„Es wird alles werden wie vorher – nur viel schlimmer“
„Von allem zu viel und überall das Gleiche“, heißt es zugespitzt im Buch „Der Kulturinfarkt“. Das oberste Ziel öffentlich geförderter Kultureinrichtungen sei nicht etwa Kunst oder Innovation, sondern der schiere Selbsterhalt, schrieben die Autoren in einer Analyse im Jahr 2012. Das Buch schlug monatelang hohe Wellen in der deutschen Kunst- und Kulturszene, die Autoren wurden bissig attackiert.

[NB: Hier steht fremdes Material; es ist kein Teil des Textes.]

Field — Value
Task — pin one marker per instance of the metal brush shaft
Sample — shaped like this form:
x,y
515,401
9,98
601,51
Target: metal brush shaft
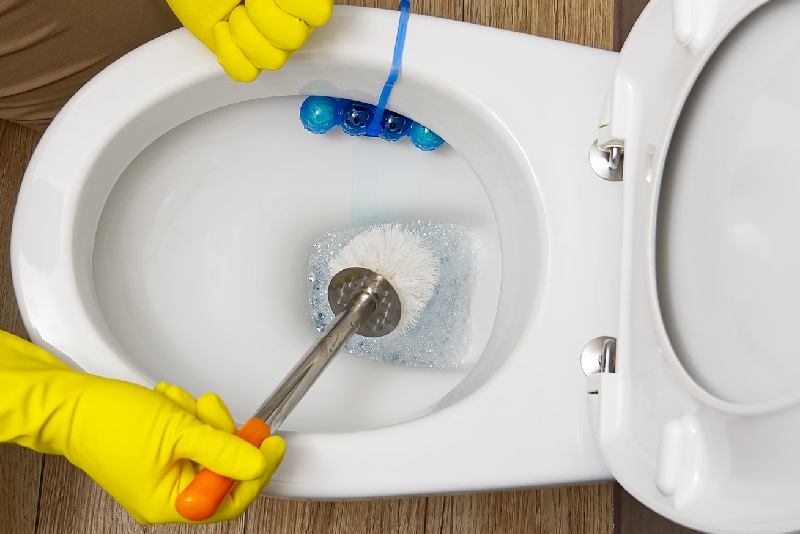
x,y
286,396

Zehn Jahre später und nach drei Jahren Corona-Krise sprach Epoch Times mit einem der Autoren, Prof. Dr. Armin Klein. Wir wollten wissen, was hat sich seitdem verändert? Trifft die damalige Kritik auch jetzt noch zu?
Herr Prof. Dr. Klein, hat sich die Situation, die Sie im Buch mit Ihren Autorenkollegen „Der Kulturinfarkt“ beschrieben, durch die Corona-Maßnahmen noch verschärft?
In Bezug auf Corona verweise ich gerne auf das Zitat von dem französischen Schriftsteller Michel Houellebecq, der gesagt hat: „Es wird alles werden wie früher, nur viel schlimmer.“ Und ich glaube, diese Erfahrung haben wir gesamtgesellschaftlich gemacht.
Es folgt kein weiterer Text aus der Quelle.